L’animation canadienne a remporté gros dimanche soir aux Oscars 2026, la Torontoise Maggie Kang remportant le prix du meilleur long métrage d’animation pour Chasseurs de démons KPop.

La cinéaste canado-coréenne Kang, dans un discours d’acceptation émouvant, a présenté sa victoire comme un pas en avant pour la diversité. « Pour ceux d’entre vous qui me ressemblent, je suis désolé qu’il ait fallu si longtemps pour nous voir dans un film comme celui-ci, mais il est là. Et cela signifie que les prochaines générations n’ont pas à attendre », a déclaré Kang sur scène aux côtés de Chris Appelhaus, avec qui elle a écrit et co-réalisé le film d’animation à succès Netflix, et de la productrice Michelle Wong.

Et ce fut une deuxième fois de chance pour les cinéastes montréalais Chris Lavis et Maciek Szczerbowski puisqu’ils ont remporté le meilleur court métrage d’animation pour leur fable en stop motion. La fille qui criait des perles de l’Office national du film du Canada. « Les gens pensent qu’il faut de la patience pour mettre cinq ans à réaliser un film de marionnettes. En fait, il faut de la patience pour vivre avec quelqu’un qui met cinq ans à réaliser un film de marionnettes », a déclaré Lavis sur scène lors de la cérémonie de remise des prix en remerciant sa femme Maya et sa fille Tully.

Le duo montréalais avait déjà obtenu une nomination aux Oscars en 2008 pour leur court métrage Madame Tutli-Putli, qui a établi une longue relation avec l’ONF, le cinéaste public canadien qui, au fil des décennies, a récolté, avec ses productions et coproductions, 78 nominations aux Oscars et 11 Oscars.

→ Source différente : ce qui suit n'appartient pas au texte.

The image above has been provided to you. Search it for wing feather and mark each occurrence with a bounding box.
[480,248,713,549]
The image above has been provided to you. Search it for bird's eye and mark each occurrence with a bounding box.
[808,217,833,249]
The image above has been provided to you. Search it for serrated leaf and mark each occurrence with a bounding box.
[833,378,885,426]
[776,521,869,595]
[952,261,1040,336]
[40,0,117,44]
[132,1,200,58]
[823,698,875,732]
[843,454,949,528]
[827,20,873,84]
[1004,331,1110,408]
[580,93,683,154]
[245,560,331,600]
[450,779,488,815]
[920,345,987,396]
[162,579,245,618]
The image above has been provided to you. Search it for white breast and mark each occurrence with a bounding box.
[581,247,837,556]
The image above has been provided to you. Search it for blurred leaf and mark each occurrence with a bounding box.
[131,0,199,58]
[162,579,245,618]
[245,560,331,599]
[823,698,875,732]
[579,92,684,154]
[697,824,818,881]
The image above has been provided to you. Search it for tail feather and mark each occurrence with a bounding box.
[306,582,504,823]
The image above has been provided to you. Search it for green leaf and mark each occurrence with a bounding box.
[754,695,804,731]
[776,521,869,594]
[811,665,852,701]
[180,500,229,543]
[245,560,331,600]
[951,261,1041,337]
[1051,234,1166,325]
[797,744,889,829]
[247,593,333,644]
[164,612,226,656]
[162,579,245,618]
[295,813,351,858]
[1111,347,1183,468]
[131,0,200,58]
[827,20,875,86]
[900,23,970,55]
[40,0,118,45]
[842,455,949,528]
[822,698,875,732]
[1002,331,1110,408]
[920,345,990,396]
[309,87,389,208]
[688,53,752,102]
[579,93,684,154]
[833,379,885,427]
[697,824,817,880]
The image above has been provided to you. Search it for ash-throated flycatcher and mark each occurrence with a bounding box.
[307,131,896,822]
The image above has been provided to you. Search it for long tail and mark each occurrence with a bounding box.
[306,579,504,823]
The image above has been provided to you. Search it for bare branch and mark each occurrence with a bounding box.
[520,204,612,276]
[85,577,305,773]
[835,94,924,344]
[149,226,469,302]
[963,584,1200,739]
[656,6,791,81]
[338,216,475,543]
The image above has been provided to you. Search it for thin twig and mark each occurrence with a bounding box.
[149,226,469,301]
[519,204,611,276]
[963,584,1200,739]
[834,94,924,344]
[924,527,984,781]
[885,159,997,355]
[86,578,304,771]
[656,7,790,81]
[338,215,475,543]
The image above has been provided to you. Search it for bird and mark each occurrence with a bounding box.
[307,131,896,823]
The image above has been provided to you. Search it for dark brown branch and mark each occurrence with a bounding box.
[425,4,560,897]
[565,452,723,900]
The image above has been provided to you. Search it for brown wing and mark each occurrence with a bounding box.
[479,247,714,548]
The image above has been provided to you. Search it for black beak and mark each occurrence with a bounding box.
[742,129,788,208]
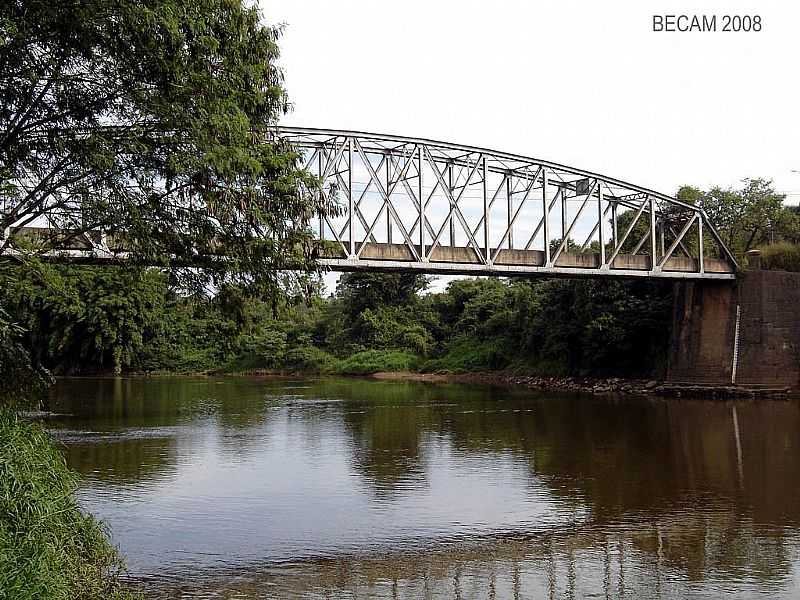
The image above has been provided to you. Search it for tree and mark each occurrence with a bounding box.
[0,306,51,406]
[609,180,797,262]
[512,278,673,376]
[334,272,429,319]
[318,273,432,356]
[0,261,52,405]
[1,0,333,294]
[696,179,794,256]
[3,265,167,374]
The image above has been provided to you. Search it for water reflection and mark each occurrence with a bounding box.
[46,377,800,598]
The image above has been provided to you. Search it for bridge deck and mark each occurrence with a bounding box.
[322,242,735,279]
[7,228,733,280]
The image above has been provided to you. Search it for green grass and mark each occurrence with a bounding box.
[757,242,800,272]
[335,349,421,375]
[0,410,139,600]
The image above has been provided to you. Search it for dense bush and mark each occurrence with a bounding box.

Sur scène pour accepter son propre trophée, Szczerbowski a remercié sa famille, les collaborateurs créatifs du duo, y compris dans leur Montréal natal. « Nous voulons vraiment remercier notre incroyable quartier et la communauté d’artistes incroyablement talentueuse avec laquelle nous avons eu la chance de travailler. Merci la fantastique ville de Montréal. Merci, le Canada », a-t-il ajouté alors que les deux artistes brandissaient triomphalement leurs trophées dans les airs.

L’animation oscarisée derrière La fille qui criait des perles suit un pauvre garçon tombant amoureux d’une fille accablée par le chagrin au point que ses larmes se transforment en perles. Le garçon collectionne et vend les perles à un prêteur sur gages impitoyable, alors même qu’il doit choisir entre l’amour et la fortune.

« À une époque où l’esprit de notre pays est salué partout dans le monde, Chris Lavis et Maciek Szczerbowski ont donné aux Canadiens une autre raison d’être fiers. Félicitations aux cinéastes, à nos producteurs et à notre talentueuse équipe créative pour La fille qui criait des perles, une merveille en stop motion produite et se déroulant à Montréal. Nous sommes honorés d’être le foyer de conteurs visionnaires comme Chris et Maciek, et de continuer à défendre les grandes histoires et talents canadiens auprès du public d’ici et du monde entier. Suzanne Guèvremont, commissaire du gouvernement à la cinématographie et présidente de l’ONF, a déclaré dans un communiqué.

Le Premier ministre canadien Mark Carney a félicité dimanche soir Kang, Lavis et Szcerbowski ainsi que d’autres triomphes aux Oscars pour Guillermo del Toro. Frankestein, qui a été produit à Toronto. « Depuis Chasseurs de démons KPop, à La fille qui criait des perlesà Frankenstein, et plus encore : les chefs-d’œuvre que nous célébrons ce soir témoignent du fait que le Canada est une nation de conteurs divers et talentueux », a déclaré Carney sur son compte X.

Frankenstein a remporté trois Oscars, pour la meilleure conception de costumes, le meilleur maquillage et coiffure et la meilleure production. L’épopée gothique du réalisateur del Toro s’est construite sur les scènes sonores de Toronto, sur les décors de navires glacés sur le lac Ontario et sur un lien créatif de plusieurs décennies avec la communauté de production de Toronto.